When my mom took me door-knocking on Saturday mornings to deliver the Watchtower magazine and a Bible message to the neighborhoods of Saginaw, Michigan, I didn’t realize I was a defender of America’s essential freedoms: speech, religion and personal liberty.
I was just a kid, who would rather be home watching cartoons on television like the other kids. At that age, being raised as one of Jehovah’s Witnesses was an embarrassment because it meant I was different. Getting sent to the principal’s office for refusing to say the Pledge of Allegiance was not a typical third-grade offense. Now, as an adult who became a journalist but never joined the religion, I can see why it’s important that Jehovah’s Witnesses are different.
Our essential freedoms are at war with each other -- a culture war. We are divided by the very principles that defined America. But when Jehovah’s Witnesses knock, they are demonstrating that the freedoms of speech, religion and personal liberty can exist in harmony. It is how a Kingdom Hall of Jehovah’s Witnesses, an abortion clinic and a gay married couple can peacefully co-exist on the same block.
Jehovah’s Witnesses are moral conservatives who only compete in the marketplace of ideas. They attempt to persuade -- not impose -- their beliefs at your door. If you say “no thanks,” they won’t go behind your back and amend the Constitution to suit their world view.

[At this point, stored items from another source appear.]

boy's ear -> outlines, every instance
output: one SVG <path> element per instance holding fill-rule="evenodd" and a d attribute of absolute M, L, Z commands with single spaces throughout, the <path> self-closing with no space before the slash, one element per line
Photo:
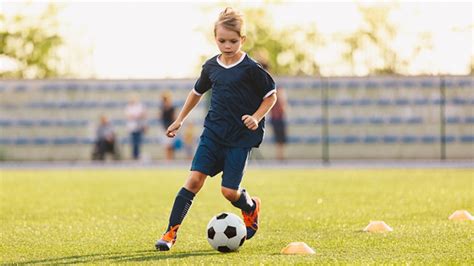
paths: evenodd
<path fill-rule="evenodd" d="M 240 38 L 241 38 L 241 40 L 242 40 L 242 44 L 244 44 L 244 43 L 245 43 L 245 40 L 247 40 L 247 36 L 242 36 L 242 37 L 240 37 Z"/>

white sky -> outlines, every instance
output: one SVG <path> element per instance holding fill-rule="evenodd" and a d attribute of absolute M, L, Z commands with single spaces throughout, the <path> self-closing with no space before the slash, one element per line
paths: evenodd
<path fill-rule="evenodd" d="M 1 1 L 0 10 L 14 13 L 18 6 L 24 6 L 19 2 L 24 1 Z M 32 12 L 42 10 L 44 2 L 34 4 Z M 194 77 L 201 64 L 200 56 L 211 57 L 218 52 L 199 31 L 205 29 L 212 34 L 220 11 L 219 5 L 209 1 L 58 4 L 63 7 L 59 16 L 61 31 L 67 44 L 78 48 L 77 53 L 65 55 L 65 60 L 81 62 L 76 71 L 83 76 Z M 394 45 L 400 54 L 408 53 L 420 32 L 432 35 L 433 51 L 422 52 L 411 62 L 412 73 L 467 73 L 473 54 L 473 28 L 467 27 L 474 25 L 472 2 L 402 1 L 399 7 L 389 19 L 398 25 L 400 39 Z M 272 5 L 269 11 L 276 27 L 316 24 L 328 38 L 356 30 L 361 21 L 352 1 L 282 2 Z M 323 74 L 347 74 L 348 66 L 337 61 L 339 54 L 336 45 L 318 51 Z"/>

The only world they want to control is their own congregation, which is their right, and joining it is a personal choice. Jehovah’s Witnesses keep religion out of politics. Their separation of church and state is absolute: they don’t vote, pledge allegiance to the flag or serve in the military.
Yet as otherwise law-abiding, taxpaying citizens, they remind us that the America worth fighting for is an America that does not force people to follow a single ideology with patriotic fervor. And as a group with fundamental religious beliefs, they remind us that it is possible to stand firm in your faith without feeling threatened by those who choose a different path.
The knocking may be inconvenient, but it is a necessary annoyance in a free society. And when their own First Amendment rights were threatened, they went to the U.S. Supreme Court a record 62 times. Jehovah’s Witnesses prevailed, winning 50 cases that expanded liberty for everyone – even groups they disagree with. Now we can all equally share our own message. Better we hear an idea we don’t like than be forced to live by it.
Joel P. Engardio, an award-winning journalist, was the writer and narrator of "Knocking," a documentary about Jehovah’s Witnesses for the PBS series Independent Lens.